A long moment passed. Sipping his drink, Harper rode out the silence. The escalating situation in Sudan—particularly in Darfur—had been all over the news for the past several weeks, and he supposed he’d understated just how serious it was. To put it bluntly, the country was on the verge of a full-blown revolution.
“So what was Mirghani doing at the embassy?”
“We don’t know. All we know for sure is that he met with Reynolds on three separate occasions, and each time he left with the MSG’s security footage. According to Holland, Reynolds ordered the detachment commander to turn over the disks, just like he did with White. We have no idea what they’ve been talking about, but we’re ninety percent sure Mirghani is working with White. Or for him, maybe.”
“I assume you’ve tried following him.”
Harper nodded. “We’ve tried, sure. But the man knows what to look for. He’s different from most of the rebels in that respect. Whoever trained him did a damn good job…. We haven’t been able to track him. He shakes the surveillance every time.” A shrug. “I suppose it doesn’t help that we’re using locals and not trained officers. The problem is that Mirghani would spot our men in a matter of minutes, and we can’t risk losing him altogether.”
“Fair enough. But how is Mirghani tied in with White?”
“We don’t know that, either,” Harper admitted. “What we do know is that Mirghani can be directly linked to Simon Nusairi. They’re cousins. First cousins, related by blood. I guess family makes the world go round.”

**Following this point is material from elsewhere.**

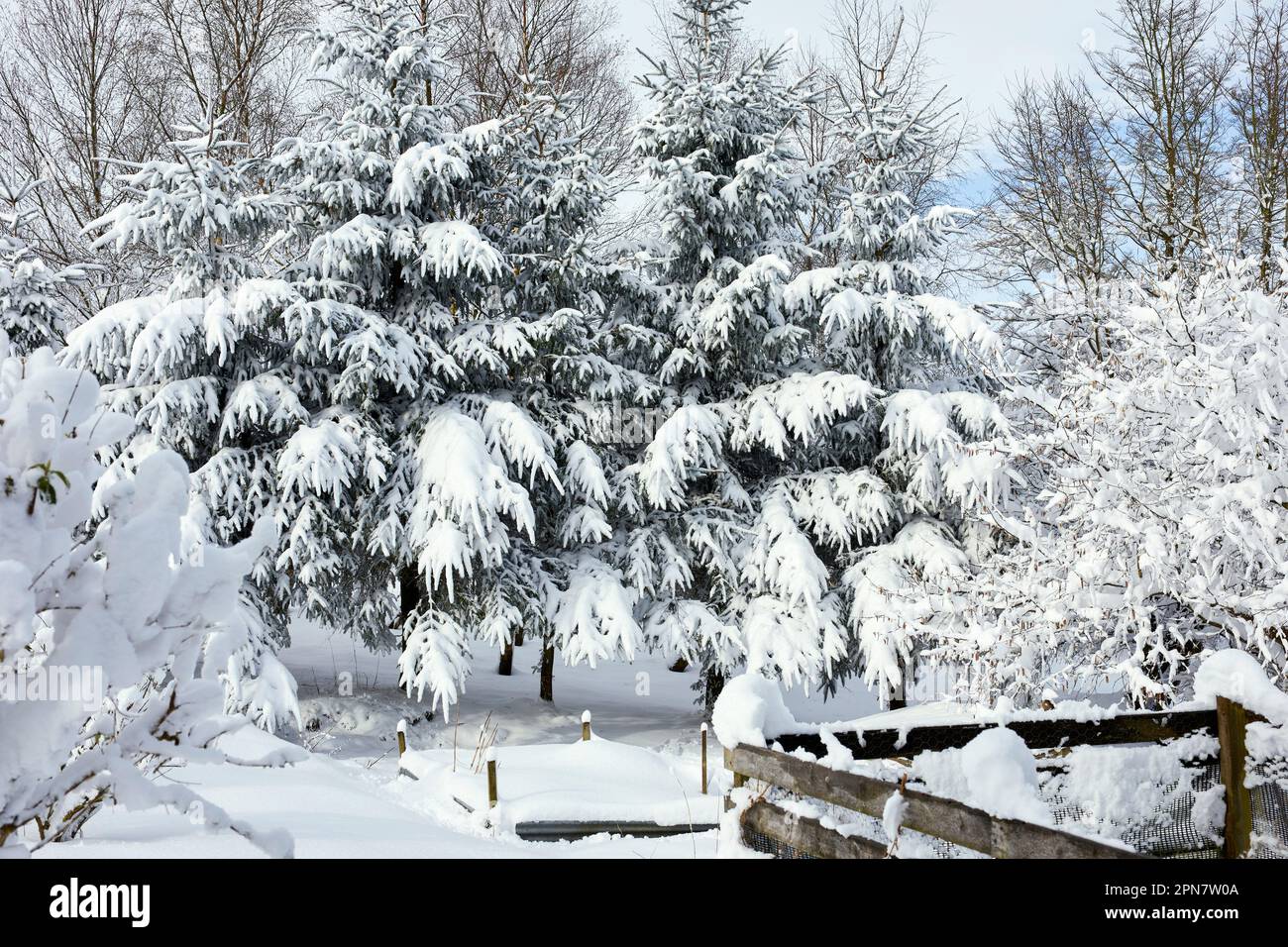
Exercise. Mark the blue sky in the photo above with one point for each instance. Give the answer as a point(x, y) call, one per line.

“And here I thought it was money.”
Harper shrugged. “In this case the two are inseparable.”
Kealey showed the faintest grin. Watching him, Harper almost could have imagined this was another time and place. Say, five years ago at the Dub
liner Pub in D.C. Kealey had liked the amber draught ale and hot corned beef sandwiches. He’d usually gone for Guinness and the shepherd’s pie.
Harper reached for his whiskey and drank in silence.
“Okay,” Kealey said after a while. His thin smile was gone. “So what do we have here? One month ago five million dollars disappears from a secret DOD slush fund. Soon thereafter it lands with Nusairi, a Sudanese national living in France. Nusairi is wholly opposed to Bashir’s regime, just like his cousin, who is almost certainly working with Cullen White, a disgraced former CIA officer. It seems pretty clear that the money was meant for White to disperse all along.”
Harper nodded. “That would be my guess as well,” he said.
“But what’s he using it for?”
“That’s another question we can’t answer right now,” Harper said. “But the recent upheaval can’t be a coincidence. The demonstrations, the increased rebel activity in the south…I just don’t buy the timing. Nor do I believe a word of that meeting I had to sit through in April. Stralen is up to something, and he’s managed to pull the president into it. Fitzgerald and Thayer are involved, too, and they’re doing their best to shut the Agency out. I want to know what’s happening, Ryan. So does the director, and that’s why I’m here. We want you to talk to Nusairi. We need you to figure out what’s going on in Sudan.”
“Now there’s a surprise.” Kealey pushed the photograph of Mirghani back across the table. “And what exactly do you want from me? Am I supposed to talk to Nusairi, or would you like me to the find the man who killed Lily Durant? Because last time I checked, we don’t have any idea who did it, and Bashir certainly isn’t about to hand him over, assuming he even knows who’s responsible.”
“We’re hoping Nusairi might be able to shed some light on that.”